In the latest effort to solve a mystery that began more than 30 years ago, the Federal Bureau of Investigation said today that it was following a "fairly credible lead" that the remains of James R. Hoffa, the former Teamsters president, could be buried on a horse farm northwest of Detroit.
Using cadaver dogs borrowed from Detroit police, and aided by students and professors from Michigan State University, F.B.I. agents said they were searching an 80-acre horse farm in Milford, Mich.
Daniel D. Roberts, the special agent in charge of the Detroit F.B.I. office, said the search could take weeks.
At a news conference this afternoon on a dirt road at the entrance to the Hidden Dreams Farm in Milford, Mr. Roberts said no trace of Mr. Hoffa had yet been discovered. Nor would he give details of the search warrant, which was sealed by a federal judge in Detroit.

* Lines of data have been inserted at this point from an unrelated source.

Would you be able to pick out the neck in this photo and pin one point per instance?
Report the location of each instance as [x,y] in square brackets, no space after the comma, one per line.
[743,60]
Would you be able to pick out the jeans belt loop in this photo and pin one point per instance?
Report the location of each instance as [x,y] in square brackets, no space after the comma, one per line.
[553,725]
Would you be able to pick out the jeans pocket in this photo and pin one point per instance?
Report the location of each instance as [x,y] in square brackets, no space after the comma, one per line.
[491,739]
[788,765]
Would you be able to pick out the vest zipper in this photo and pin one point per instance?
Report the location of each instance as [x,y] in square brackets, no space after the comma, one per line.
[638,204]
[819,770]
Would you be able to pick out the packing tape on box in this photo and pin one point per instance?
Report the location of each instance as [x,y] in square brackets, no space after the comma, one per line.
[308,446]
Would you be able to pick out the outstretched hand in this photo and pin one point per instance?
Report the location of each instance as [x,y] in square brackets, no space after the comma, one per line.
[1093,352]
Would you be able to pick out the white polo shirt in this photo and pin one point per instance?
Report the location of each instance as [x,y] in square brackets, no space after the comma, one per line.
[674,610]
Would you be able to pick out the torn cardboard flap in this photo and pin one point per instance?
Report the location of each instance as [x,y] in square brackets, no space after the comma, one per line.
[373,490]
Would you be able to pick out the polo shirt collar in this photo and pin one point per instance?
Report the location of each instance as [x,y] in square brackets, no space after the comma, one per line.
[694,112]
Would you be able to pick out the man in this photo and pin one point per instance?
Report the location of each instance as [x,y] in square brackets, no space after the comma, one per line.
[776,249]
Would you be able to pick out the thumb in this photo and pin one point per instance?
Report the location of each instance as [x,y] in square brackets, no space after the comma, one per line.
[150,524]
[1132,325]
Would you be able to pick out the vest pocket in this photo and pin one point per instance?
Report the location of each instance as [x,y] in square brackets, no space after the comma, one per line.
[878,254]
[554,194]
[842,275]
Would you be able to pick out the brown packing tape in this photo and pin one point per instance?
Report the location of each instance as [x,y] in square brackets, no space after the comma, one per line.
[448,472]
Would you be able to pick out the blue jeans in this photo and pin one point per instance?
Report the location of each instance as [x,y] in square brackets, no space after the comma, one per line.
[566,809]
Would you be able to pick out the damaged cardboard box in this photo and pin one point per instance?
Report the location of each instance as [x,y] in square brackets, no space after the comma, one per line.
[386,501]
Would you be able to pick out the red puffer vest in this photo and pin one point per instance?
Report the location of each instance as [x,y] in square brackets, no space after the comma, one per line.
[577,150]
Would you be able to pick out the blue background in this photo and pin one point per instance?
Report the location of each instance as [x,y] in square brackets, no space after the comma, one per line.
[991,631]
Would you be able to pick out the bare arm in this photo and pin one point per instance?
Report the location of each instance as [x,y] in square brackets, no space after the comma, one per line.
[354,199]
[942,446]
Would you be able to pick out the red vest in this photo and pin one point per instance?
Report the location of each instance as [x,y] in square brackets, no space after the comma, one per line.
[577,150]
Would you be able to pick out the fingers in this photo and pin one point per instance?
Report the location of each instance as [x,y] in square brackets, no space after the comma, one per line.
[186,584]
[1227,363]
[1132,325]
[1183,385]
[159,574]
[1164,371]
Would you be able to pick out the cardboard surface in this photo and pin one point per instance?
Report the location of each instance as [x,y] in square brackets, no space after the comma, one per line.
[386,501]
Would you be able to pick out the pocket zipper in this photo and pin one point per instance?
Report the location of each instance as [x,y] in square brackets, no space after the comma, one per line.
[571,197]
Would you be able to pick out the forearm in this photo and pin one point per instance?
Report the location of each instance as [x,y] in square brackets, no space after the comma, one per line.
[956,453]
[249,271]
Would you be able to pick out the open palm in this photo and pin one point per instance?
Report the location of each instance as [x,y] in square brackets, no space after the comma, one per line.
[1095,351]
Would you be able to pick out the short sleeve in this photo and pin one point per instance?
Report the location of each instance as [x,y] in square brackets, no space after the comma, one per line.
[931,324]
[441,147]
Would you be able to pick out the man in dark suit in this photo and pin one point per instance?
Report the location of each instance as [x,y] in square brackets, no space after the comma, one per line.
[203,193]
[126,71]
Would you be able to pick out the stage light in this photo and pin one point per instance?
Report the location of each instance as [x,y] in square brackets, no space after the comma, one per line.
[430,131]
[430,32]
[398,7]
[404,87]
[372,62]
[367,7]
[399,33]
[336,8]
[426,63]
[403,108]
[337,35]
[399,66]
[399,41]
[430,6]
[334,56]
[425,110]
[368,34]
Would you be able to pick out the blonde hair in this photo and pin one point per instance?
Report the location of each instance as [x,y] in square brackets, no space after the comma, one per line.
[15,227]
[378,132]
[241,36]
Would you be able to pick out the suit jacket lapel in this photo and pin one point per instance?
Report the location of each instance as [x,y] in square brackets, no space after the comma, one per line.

But, Mr. Roberts said, "This is probably a fairly credible lead" in Mr. Hoffa's disappearance. Mr. Roberts, who has been in his position for the past two years, added that it was "the best lead I've seen come across in the Hoffa investigation."
The F.B.I. contacted Mr. Hoffa's daughter, Barbara Hoffa Crancer, a circuit court judge in St. Louis, on Wednesday night, people with direct knowledge of the conversation said today. Mr. Hoffa's son, James P. Hoffa, who is the current Teamsters president, was in Detroit today but had no immediate comment.
Yet, such leads have perennially failed to turn up the body of Mr. Hoffa, who disappeared July 31, 1975, after failing to return from a dinner meeting. Police, who had been contacted by his family, found his 1974 Pontiac the next day in the parking lot of the Machus Red Fox restaurant in Bloomfield Township, Mich.
The latest search is the third in the past two years by the F.B.I., and it follows one of a number of tips that have placed Mr. Hoffa's body everywhere from the Meadowlands in New Jersey to a house in Detroit.